Statement : B. Mickey Mouse Constructive
Given an array $a$, let $f(a)$ be the number of ways to partition $a$ into one or more subarrays$^{\text{∗}}$ such that:
- Each element appears in exactly one subarray.
- All subarrays have the same sum.
For example, if $a=[1,1]$, then $f(a)=2$, because there are two such ways to partition $[1,1]$:
- $[1,1]$, where the only subarray has sum $2$.
- $[1]+[1]$, where both subarrays have sum $1$.
You are given two integers $x$ and $y$. Find the minimum value of $f(a)$ over all arrays $a$ of length $x+y$, consisting of $x$ copies of the number $1$, and $y$ copies of the number $-1$ in some order. Since this answer may be large, output the answer modulo $676,767,677$. Additionally, you should construct one array that achieves this minimal value.
$^{\text{∗}}$An array $b$ is a subarray of an array $c$ if $b$ can be obtained from $c$ by the deletion of several (possibly, zero or all) elements from the beginning and several (possibly, zero or all) elements from the end.
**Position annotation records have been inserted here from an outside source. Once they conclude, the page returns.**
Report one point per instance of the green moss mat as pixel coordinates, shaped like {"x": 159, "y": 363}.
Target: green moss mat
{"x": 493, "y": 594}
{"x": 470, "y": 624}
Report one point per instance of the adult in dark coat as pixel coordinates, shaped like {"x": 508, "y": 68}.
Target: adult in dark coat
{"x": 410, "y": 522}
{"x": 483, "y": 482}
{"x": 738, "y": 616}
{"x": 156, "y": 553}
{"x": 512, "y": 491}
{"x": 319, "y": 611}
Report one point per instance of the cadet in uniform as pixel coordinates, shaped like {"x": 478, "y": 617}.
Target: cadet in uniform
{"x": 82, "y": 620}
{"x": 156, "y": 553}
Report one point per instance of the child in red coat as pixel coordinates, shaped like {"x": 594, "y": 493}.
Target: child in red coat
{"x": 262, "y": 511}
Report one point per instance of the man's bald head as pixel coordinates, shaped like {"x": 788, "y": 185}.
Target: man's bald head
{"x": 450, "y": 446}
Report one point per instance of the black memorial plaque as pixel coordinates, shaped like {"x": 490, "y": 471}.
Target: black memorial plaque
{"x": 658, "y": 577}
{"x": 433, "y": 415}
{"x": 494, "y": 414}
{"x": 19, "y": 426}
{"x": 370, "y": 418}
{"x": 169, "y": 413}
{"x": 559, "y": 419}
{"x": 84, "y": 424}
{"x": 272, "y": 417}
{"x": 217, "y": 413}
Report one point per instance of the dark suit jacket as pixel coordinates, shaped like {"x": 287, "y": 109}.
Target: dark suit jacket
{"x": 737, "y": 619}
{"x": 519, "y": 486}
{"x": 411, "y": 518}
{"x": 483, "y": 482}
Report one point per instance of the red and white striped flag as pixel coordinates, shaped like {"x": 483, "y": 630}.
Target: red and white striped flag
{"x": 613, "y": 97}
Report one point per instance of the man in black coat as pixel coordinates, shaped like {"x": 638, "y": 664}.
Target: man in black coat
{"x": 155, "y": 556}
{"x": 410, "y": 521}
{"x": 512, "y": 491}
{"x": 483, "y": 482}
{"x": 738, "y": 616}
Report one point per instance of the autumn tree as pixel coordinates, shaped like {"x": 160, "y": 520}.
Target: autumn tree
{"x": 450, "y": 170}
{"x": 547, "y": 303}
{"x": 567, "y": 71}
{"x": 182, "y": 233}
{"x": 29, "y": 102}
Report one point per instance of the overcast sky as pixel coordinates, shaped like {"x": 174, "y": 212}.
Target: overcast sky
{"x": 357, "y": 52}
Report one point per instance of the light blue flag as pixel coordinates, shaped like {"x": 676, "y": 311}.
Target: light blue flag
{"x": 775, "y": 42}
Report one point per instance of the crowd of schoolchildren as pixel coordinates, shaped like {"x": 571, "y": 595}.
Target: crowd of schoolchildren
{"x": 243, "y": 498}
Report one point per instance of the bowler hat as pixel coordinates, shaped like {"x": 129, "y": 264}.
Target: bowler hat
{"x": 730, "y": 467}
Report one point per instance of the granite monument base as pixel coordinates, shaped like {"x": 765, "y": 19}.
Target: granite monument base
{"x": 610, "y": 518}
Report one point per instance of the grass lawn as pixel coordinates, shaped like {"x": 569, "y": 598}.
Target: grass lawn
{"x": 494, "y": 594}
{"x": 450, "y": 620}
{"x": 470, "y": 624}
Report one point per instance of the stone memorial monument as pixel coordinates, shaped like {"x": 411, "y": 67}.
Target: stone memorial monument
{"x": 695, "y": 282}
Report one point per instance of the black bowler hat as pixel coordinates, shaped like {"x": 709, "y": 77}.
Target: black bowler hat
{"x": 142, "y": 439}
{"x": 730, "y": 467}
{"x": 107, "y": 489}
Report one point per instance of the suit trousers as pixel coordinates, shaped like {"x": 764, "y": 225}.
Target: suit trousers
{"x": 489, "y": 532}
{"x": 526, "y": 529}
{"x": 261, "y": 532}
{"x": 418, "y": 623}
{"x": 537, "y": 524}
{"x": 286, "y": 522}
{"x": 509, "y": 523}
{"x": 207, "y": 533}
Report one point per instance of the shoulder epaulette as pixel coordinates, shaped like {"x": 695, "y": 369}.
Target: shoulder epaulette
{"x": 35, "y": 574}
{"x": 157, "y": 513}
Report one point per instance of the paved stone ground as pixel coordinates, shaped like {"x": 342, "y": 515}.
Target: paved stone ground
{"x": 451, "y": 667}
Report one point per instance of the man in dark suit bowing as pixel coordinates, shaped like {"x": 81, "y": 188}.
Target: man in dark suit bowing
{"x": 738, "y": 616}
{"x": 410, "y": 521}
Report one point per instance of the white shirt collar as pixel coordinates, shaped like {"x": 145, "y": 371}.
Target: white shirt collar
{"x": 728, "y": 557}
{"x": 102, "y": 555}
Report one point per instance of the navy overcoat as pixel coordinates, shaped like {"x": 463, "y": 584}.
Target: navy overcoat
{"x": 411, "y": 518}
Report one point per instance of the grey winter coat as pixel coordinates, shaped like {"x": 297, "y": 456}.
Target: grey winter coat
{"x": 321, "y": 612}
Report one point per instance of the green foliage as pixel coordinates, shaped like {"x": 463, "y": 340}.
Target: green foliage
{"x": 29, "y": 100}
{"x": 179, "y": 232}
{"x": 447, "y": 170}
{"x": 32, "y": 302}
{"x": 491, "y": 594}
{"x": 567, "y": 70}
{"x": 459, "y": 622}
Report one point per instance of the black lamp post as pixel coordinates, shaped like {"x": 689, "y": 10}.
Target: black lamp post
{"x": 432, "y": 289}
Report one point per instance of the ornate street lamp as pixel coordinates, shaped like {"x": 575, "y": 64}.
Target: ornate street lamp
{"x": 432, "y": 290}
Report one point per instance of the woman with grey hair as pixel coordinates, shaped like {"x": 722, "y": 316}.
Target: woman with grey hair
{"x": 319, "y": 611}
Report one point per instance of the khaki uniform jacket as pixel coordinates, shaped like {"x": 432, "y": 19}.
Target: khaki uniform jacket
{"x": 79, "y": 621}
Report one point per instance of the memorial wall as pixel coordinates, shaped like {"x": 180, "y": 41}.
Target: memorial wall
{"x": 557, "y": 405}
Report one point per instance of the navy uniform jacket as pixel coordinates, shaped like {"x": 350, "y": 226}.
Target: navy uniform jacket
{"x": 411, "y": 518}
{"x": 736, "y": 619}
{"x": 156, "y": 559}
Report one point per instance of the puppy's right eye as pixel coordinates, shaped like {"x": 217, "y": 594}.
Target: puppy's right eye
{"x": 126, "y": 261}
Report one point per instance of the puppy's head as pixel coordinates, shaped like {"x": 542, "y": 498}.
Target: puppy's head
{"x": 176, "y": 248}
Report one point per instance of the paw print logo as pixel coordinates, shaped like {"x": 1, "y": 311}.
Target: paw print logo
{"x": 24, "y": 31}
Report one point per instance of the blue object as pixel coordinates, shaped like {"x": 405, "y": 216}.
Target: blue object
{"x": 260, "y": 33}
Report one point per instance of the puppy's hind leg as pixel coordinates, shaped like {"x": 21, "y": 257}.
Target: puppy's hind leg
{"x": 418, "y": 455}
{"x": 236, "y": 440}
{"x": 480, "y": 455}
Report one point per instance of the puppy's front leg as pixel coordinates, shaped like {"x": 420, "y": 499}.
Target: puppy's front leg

Each test contains multiple test cases. The first line contains the number of test cases $t$ ($1 \le t \le 10^4$). The description of the test cases follows.
The first line of each test case contains two integers $x$ and $y$ ($0 \leq x,y \leq 2\cdot 10^5$). It is guaranteed that $x+y \geq 1$.
It is guaranteed that the sum of $x$ over all test cases does not exceed $2\cdot 10^5$, and the sum of $y$ over all test cases does not exceed $2\cdot 10^5$.
For each test case, output two lines: the minimum value of $f(a)$ over all valid arrays $a$ modulo $676,767,677$, and an example of an array that achieves the minimal result. Note you are minimizing $f(a)$, and taking that minimum value modulo $676,767,677$, not finding the minimal possible result of $f(a)$ mod $676,767,677$.
Input
4
2 0
1 1
6 7
1 3
Output
2
1 1
1
1 -1
1
-1 1 -1 1 -1 1 -1 1 -1 1 -1 1 -1
2
-1 -1 -1 1
Note
In the first test case, $x=2$ and $y=0$. The only possible array is $a=[1,1]$, with $f(a)=2$ as explained above.
In the second case, $x=1$ and $y=1$. One possible array that minimizes $f(a)$ is $a=[1,-1]$, where $f(a)=1$ (as the only way to partition into subarrays with all subarrays having equal sum is $[[1,-1]]$).